The new guidance intensifies U.S. President Donald Trump’s recent executive order, which placed a 90-day pause on aid spending and could sow “chaos” throughout U.S. aid programs.
“Effective immediately, Assistant Secretaries and Senior Bureau Officials shall ensure that, to the maximum extent permitted by law, no new obligations shall be made for foreign assistance until such time as the Secretary shall determine, following a review,” reads the memo, which was sent by recent Trump appointee Peter Marocco and seen by Devex.
It further states that “For existing foreign assistance awards, contracting officers and grant officers shall immediately issue stop-work orders, consistent with the terms of the relevant award, until such time as the Secretary shall determine, following a review.
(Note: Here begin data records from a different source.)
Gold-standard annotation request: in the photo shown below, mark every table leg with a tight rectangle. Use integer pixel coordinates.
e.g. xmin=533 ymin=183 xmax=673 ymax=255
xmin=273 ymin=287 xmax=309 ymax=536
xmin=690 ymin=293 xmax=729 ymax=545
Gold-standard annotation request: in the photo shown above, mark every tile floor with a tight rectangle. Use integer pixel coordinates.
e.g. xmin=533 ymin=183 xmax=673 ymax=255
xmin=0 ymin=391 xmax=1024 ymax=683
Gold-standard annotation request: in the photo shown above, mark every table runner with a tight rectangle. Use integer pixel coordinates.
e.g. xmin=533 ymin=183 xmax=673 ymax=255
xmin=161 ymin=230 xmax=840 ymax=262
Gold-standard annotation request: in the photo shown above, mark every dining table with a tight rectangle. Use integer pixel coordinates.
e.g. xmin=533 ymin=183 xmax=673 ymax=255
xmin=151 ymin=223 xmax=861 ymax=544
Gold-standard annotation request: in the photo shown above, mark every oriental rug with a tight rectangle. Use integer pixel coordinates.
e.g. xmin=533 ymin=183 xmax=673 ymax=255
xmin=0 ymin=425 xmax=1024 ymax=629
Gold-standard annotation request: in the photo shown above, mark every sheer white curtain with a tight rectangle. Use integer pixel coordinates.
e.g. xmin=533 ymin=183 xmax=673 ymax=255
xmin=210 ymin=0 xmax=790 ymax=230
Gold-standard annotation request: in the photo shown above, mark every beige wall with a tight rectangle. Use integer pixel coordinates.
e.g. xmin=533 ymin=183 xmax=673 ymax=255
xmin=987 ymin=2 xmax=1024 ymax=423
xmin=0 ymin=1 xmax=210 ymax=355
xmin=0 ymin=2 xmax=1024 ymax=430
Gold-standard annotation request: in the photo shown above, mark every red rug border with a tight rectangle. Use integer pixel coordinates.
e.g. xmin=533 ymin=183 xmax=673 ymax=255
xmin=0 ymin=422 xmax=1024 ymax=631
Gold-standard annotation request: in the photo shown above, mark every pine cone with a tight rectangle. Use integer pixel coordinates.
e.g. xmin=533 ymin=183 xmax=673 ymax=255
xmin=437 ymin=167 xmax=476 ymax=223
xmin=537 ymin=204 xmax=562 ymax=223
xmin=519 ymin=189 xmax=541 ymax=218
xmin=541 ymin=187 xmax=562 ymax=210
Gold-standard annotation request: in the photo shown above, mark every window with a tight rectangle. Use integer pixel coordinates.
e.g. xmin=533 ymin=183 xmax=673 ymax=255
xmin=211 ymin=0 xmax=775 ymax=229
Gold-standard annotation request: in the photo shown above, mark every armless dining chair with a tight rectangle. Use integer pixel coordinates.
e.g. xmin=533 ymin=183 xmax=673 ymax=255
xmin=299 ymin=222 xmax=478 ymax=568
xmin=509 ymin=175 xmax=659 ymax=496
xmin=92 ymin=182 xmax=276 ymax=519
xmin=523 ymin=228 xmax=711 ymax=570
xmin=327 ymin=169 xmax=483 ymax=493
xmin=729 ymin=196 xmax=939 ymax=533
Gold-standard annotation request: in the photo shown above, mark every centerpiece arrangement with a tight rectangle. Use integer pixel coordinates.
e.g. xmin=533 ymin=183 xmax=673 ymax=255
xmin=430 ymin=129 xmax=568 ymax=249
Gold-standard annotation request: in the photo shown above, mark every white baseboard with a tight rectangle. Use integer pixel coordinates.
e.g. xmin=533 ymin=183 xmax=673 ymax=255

Decisions whether to continue, modify, or terminate programs will be made following this review.”
The memo, sent to all diplomatic and consular posts — and known as an ALDAC — adds that no new requests for proposal, requests for application, notices of funding opportunities, or “any other kind of solicitation or request for foreign assistance funding” should be published by the State Department or USAID “until each has been reviewed and approved by OFA consistent with the President’s policy.”
“No new funds shall be obligated for new awards or extensions of existing awards until each proposed new award or extension has been reviewed and approved by F as consistent with the President Trump’s agenda,” the memo reads.
The U.S. aid community has been waiting anxiously for additional guidance about Trump’s executive order on “Reevaluating and Realigning United States Foreign Aid,” which was issued Monday, the first day of his second term as president. The guidance issued on Friday struck some experts as a more disruptive and extreme version of what was expected.
“By the authority vested in me as President by the Constitution and the laws of the United States of America, it is hereby ordered,” President Trump Executive order states.
The Executive Order states that United States foreign aid industry and bureaucracy are not aligned with American interests and in many cases antithetical to American values.
“They serve to destabilize world peace by promoting ideas in foreign countries that are directly inverse to harmonious and stable relations internal to and among countries,” the EO said.
It also indicated “It is the policy of United States that no further United States foreign assistance shall be disbursed in a manner that is not fully aligned with the foreign policy of the President of the United States.”